LifePrompt ran GPT 5.2 Thinking,
Google Gemini 3 Pro Preview, and Claude Opus 4.5 through the 2026 entrance exams for the University of Tokyo and Kyoto University. All three AI models
beat every human applicant. Two years ago, GPT-4 failed to reach the minimum passing score at the same university.
That's how fast things are moving.
Key Points
- ChatGPT 5.2 Thinking scored 503/550 on the University of Tokyo Natural Sciences exam — beating the top human score of 453 by 50 points and achieving a perfect score in mathematics
- Google Gemini 3 Pro Preview and Claude Opus 4.5 also exceeded passing thresholds — all three AI models outperformed human top scorers across both universities
- At Kyoto University, ChatGPT scored 771 in the Faculty of Law (top human: 734) and 1,176 in Faculty of Medicine (top human: 1,098)
- AI's weakest area was essay-style questions — scoring just 25% on World History essays while hitting 90% in English
- In January 2026, ChatGPT already scored 97% across 15 unified entrance exam subjects with nine perfect scores — the Tokyo and Kyoto results represent a further step up
Two Years From Failure to First Place
The 2024 result is essential context. LifePrompt tested GPT-4 on the same University of Tokyo entrance exam in 2024 and it failed — not just narrowly, but below the minimum passing threshold. By January 2026, ChatGPT was already scoring 97% across 15 unified entrance exam subjects, achieving nine perfect scores. The April 2026 results confirm that trajectory has continued upward.

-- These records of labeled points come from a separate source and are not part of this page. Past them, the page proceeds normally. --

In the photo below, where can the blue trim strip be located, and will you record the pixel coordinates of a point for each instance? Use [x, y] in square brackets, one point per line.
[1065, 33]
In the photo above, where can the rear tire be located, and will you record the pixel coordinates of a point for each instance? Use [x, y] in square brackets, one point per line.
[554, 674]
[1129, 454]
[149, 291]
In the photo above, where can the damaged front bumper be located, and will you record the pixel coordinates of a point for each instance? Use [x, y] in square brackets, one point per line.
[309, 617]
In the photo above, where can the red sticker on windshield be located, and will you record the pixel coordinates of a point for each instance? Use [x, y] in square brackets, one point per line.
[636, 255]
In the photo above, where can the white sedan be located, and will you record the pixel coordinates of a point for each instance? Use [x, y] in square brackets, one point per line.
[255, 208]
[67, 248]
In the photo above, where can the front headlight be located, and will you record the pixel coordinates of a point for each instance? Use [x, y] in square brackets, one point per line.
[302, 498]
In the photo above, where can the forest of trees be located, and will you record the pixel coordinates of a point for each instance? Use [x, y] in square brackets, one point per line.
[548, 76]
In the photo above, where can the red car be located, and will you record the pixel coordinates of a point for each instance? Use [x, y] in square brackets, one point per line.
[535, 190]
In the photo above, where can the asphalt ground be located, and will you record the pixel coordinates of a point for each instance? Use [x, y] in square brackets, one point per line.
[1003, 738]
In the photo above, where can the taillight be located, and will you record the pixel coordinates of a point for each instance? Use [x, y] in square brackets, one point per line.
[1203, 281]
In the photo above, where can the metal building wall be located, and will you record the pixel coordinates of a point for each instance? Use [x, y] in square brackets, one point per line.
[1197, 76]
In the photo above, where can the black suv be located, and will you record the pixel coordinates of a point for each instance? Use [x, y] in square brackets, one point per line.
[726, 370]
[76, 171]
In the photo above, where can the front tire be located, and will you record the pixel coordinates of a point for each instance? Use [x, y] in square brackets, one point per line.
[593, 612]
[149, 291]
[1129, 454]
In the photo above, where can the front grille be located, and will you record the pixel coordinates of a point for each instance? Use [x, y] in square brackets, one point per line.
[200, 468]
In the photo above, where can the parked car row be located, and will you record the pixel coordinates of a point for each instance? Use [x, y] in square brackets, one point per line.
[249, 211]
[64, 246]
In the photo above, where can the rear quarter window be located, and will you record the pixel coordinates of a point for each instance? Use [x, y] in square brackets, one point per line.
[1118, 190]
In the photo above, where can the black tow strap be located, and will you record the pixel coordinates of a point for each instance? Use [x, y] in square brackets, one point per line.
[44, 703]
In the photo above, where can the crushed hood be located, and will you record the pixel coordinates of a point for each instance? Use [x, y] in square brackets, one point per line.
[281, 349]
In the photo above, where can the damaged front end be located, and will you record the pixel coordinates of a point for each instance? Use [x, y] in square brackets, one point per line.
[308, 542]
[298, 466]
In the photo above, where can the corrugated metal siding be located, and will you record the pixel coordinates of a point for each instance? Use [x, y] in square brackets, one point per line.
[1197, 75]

The generative AI chatbot scored 50 points higher than the top test-taker on the University of Tokyo's most competitive Natural Sciences III medical track exam — this isn't a marginal pass. It's a dominant performance that puts the AI in a different category from the best human applicants.
Where AI Still Struggles
The source article glossed over this entirely, but the weakness is just as interesting as the strengths. The AI scored 90% on the English exam but only 25% on essay-style questions in subjects like World History. The gap between structured problem-solving — where AI now dominates — and open-ended argumentation remains significant. Essay responses were graded by cram school teachers rather than automated systems, which adds a layer of human judgment that AI clearly hasn't conquered yet.
Mathematics, chemistry, physics, informatics — structured subjects with correct answers — are where AI is already superhuman. Synthesis, argument, and interpretation are where the gap closes.
It Wasn't Just ChatGPT
Google's Gemini 3 Pro Preview and Anthropic's Claude Opus 4.5 were also tested, representing each company's most advanced offerings. Google also earned top-level results across all University of Tokyo tracks, with three perfect mathematics scores. Claude exceeded passing thresholds in all tracks including Natural Sciences III and Kyoto's Faculty of Medicine, with a perfect score in the Physics department.
This isn't one AI having a good day. It's a systematic shift in what AI can do against elite academic benchmarks.
What This Actually Means
Around 500,000 students sit Japan's unified university entrance exams each year. The stakes are enormous. AI now outperforms every one of them in measurable terms on structured subjects. That forces a genuine question about what these exams measure — and whether the answer remains meaningful.
LifePrompt's Satoshi Endo noted that AI still can't adequately process Japanese-language information for essay writing. The education implications are real, but they're not simple.